Troubleshooting applications deployed into Kubernetes is notoriously tough. Kubernetes is a complex system that has low visibility and many moving parts. In production environments, these issues compound to create tough situations for any team.
While debugging applications is slightly easier than solving issues with K8s clusters, it’s hardly a straightforward task.
Most applications use microservices developed by separate teams or DevOps, and app development teams collaborate on the same cluster. The result is a lack of clarity and delineation of responsibilities. Ensuring that you don’t waste valuable resources debugging applications is, therefore, a key challenge if you deploy with Kubernetes.
Here are three ways of simplifying the K8s troubleshooting process.
The first step to efficiently debugging your application is to narrow down the problem.
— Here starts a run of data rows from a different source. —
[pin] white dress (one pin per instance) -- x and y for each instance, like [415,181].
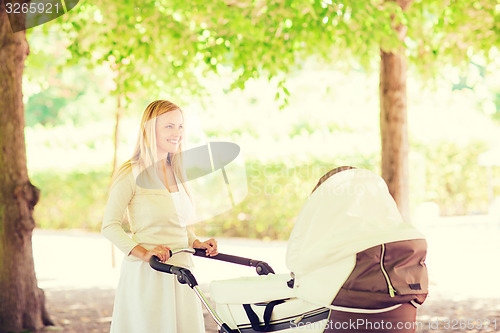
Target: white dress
[147,300]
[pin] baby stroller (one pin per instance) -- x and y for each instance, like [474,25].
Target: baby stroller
[352,257]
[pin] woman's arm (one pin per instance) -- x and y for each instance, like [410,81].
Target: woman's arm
[209,245]
[120,194]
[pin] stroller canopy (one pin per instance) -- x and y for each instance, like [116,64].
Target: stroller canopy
[350,212]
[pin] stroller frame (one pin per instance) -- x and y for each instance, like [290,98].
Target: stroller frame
[184,276]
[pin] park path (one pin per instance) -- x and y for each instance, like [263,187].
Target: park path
[75,270]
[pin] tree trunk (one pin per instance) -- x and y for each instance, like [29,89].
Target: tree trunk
[22,304]
[394,122]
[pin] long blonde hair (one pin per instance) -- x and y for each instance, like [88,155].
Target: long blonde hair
[145,153]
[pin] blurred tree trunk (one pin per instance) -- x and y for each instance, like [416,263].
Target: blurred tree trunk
[22,303]
[394,122]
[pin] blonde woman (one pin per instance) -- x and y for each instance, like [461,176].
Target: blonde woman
[151,188]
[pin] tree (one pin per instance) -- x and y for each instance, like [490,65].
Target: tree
[22,304]
[271,38]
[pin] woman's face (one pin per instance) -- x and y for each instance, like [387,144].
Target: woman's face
[169,130]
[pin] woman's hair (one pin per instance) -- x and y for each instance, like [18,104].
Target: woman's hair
[145,153]
[331,173]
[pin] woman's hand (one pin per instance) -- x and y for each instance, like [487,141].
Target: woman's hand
[210,246]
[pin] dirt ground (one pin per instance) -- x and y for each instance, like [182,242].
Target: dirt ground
[89,310]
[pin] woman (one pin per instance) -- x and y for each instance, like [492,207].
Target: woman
[151,188]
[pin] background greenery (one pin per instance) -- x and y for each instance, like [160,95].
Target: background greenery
[330,120]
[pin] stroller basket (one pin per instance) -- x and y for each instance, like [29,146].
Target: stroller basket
[272,308]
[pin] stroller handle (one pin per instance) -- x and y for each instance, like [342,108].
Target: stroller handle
[262,267]
[184,275]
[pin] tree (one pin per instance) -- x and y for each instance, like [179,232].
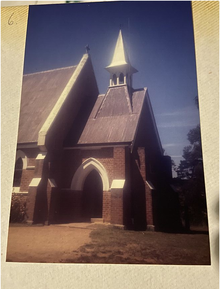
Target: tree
[191,170]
Specifically, is it an issue with your pods, replication controller, or service? Begin by taking a look at your pods by running:
kubectl describe pods ${POD_NAME}
Check whether all containers in the pod are “running” or whether any of them have recently been restarted. Often, you’ll see a “pending” status along with a description of why the pod cannot be scheduled into a node. A lack of resources is often the case. You might have exhausted CPU space in your cluster, or you might have bound a pod to “hostPort.”
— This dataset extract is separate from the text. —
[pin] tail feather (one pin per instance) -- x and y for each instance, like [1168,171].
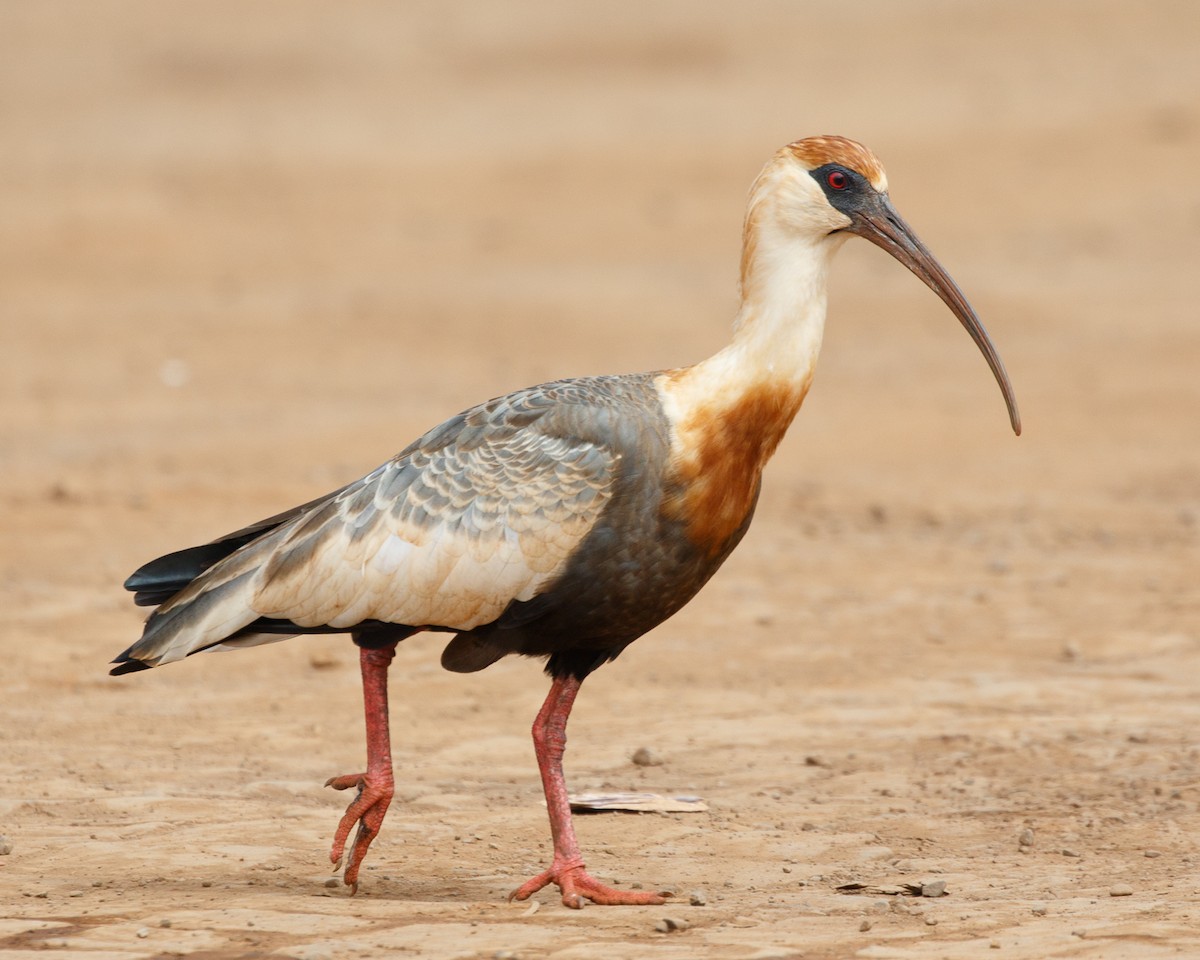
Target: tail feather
[205,613]
[157,581]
Similarly, “waiting” statuses will describe the issue in detail and you can act accordingly. Often pods will run well but produce unexpected results. This happens due to incorrectly typing a key name or nesting a pod incorrectly. Delete the pod and recreate it with the “--validate” option. Next, check whether the pod on the apiserver matches your newly created pod.
Replication controller issues are relatively straightforward to debug since error messages describe the issue in detail. Debugging services is more convoluted. First, verify whether there are endpoints specified for each service. You can do this by running the following command:
kubectl get endpoints ${SERVICE_NAME}
Check whether the endpoints match the number of pods you expect to exist as members. If you find you’re missing endpoints, try listing pods using the same labels that the service uses. Explore all of these options well to localize the issue. This will make it simple to define the next steps you ought to take.
Often, you’ll find that applications run well but present unique challenges. Retrieving information from running applications can be complicated, but there are a few options you can use.
For starters, you can use “
kubectl describe pod <<pod_name>>
” to retrieve a ton of information related to pods in an application. The command retrieves pod configuration information, resource requirements, status information, and pod state, readiness, restart count, events, and so on.You’ll also see a log of recent events related to the pod. Take note that “From” indicates the logging component, and “SubobjectPath” identifies the container within the pod. “Reason” and “Message” display the event itself. While the kubectl describe pod command doesn’t do the debugging for you, it helps you retrieve detailed information easily.
Follow the trail that the command’s output gives you, and you’ll manage to uncover issues in your application.
Debugging services deserve their own section since every developer will inevitably run into an issue with them. First, make sure you’re accessing a service that actually exists.
Often, developers forget to create a service when deploying a pod and refer to service names that don’t exist. Typically, you’ll receive an error message like the one below:
Resolving hostnames (hostnames)... failed: Name or service not known.
wget: unable to resolve host address 'hostnames'
Use the “kubectl get svc hostnames” command to check whether the service exists. If your service exists but is still throwing an error, check to see whether DNS lookups to it work. Begin by looking up service names in the same Namespace. If the command retrieves nothing, your service and pod probably exist in different namespaces.. Adjust your app to use a cross-namespace identity or run your app and service in the same namespace as the pod.
If none of these methods work, it’s safe to say DNS lookups aren’t working for your service and it’s helpful to check what else isn’t working. The Master Service should always work. Once you’ve confirmed it does, debug the DNS service itself using the same steps outlined previously.
Assuming the DNS works, test whether the service works by its IP address. If it isn’t, check to see whether the service is defined correctly, whether it has any Endpoints, and whether the pods are working. It seems trivial to say this but errors in application services are often the cause of silly mistakes at these levels.
While the number of errors you’ll encounter when deploying an application on Kubernetes might be large, almost all of them originate for simple reasons. From referencing non-existent services to incorrectly defining them, the number of simple mistakes you can make is huge. It’s helpful to always take a step back and review your actions. More likely than not, you’ll eventually unearth the issue and manage to debug your application.